Carol frunció el ceño ligeramente.

Ethan mantuvo sus ojos clavados en ella.

Ella esbozó una media sonrisa. —Ambas cosas.

Su mirada se agudizó.

A Carol no pareció importarle. Se dio la vuelta, se dirigió a la barra y le pidió al barman que le enseñara la lista de cócteles del día.

—Carol, ese tío no ha dejado de mirarte —murmuró el barman mientras limpiaba una copa y miraba de reojo a Ethan.

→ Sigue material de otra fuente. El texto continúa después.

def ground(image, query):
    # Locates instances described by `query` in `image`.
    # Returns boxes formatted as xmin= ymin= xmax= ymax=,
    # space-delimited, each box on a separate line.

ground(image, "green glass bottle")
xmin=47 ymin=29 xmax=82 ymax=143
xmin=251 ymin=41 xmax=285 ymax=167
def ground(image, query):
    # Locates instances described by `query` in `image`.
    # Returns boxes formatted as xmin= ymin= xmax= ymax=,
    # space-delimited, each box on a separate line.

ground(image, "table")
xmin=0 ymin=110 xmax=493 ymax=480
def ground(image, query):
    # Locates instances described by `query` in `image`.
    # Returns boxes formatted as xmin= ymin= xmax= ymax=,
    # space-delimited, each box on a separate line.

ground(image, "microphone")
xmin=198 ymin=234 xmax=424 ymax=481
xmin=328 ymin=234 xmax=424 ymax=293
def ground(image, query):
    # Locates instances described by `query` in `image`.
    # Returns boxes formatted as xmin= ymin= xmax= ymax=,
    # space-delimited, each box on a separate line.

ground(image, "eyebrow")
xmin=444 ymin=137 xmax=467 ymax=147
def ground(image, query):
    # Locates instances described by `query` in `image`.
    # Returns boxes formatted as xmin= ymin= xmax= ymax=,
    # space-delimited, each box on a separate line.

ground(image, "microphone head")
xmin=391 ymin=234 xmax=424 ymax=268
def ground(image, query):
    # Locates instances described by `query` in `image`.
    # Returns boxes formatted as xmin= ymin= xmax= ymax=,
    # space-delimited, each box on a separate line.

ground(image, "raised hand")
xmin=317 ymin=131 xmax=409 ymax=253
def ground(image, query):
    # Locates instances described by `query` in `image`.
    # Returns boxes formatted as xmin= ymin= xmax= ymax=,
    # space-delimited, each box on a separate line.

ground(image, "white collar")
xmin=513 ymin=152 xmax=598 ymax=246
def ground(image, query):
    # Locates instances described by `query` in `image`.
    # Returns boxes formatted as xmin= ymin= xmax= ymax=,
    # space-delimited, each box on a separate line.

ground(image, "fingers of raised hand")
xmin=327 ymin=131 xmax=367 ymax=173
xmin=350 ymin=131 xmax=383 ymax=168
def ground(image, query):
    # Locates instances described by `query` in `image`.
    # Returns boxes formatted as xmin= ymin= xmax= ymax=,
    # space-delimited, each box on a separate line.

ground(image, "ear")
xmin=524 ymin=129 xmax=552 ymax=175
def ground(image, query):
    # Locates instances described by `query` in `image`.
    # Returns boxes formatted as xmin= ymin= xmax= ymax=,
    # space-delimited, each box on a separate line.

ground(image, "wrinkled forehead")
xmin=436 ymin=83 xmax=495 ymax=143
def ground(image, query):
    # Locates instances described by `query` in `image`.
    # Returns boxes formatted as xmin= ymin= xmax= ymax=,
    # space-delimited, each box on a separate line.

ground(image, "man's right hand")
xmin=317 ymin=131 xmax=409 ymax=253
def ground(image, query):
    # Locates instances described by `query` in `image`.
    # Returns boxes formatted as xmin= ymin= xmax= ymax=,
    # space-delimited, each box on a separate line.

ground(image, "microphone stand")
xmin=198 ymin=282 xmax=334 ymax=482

Carol sonrió de oreja a oreja. —Con mi físico y estas curvas de infarto, ¿qué tío no echaría unas cuantas miraditas más?

Los empleados a su alrededor se rieron entre dientes.

No se equivocaba.

Cualquiera con ojos en la cara podía ver lo despampanante que era.

Sobre todo cuando subía al escenario con un vestido rojo, cantando e interactuando con el público; su encanto era eléctrico, imposible de ignorar.

Carol tenía madera de empresaria perfecta.

Oscar lo había dicho una vez: Carol no era solo la cara del bar, era la marca entera. Mientras que otros negocios necesitaban contratar a portavoces, el Bar Sin separación no. Carol lo era todo.

Ethan lo oyó todo.

Ya se había dado cuenta.

Su estilo de ahora no se parecía en nada al de antes; se acabó el contenerse.

Ahora era dueña de su belleza, alardeando de ella de una manera atrevida y sin miedo.

Cada sonrisa, cada movimiento, transmitía una energía seductora y segura de sí misma que golpeaba con fuerza.

A cualquier tío que posara sus ojos en ella le costaría apartar la mirada.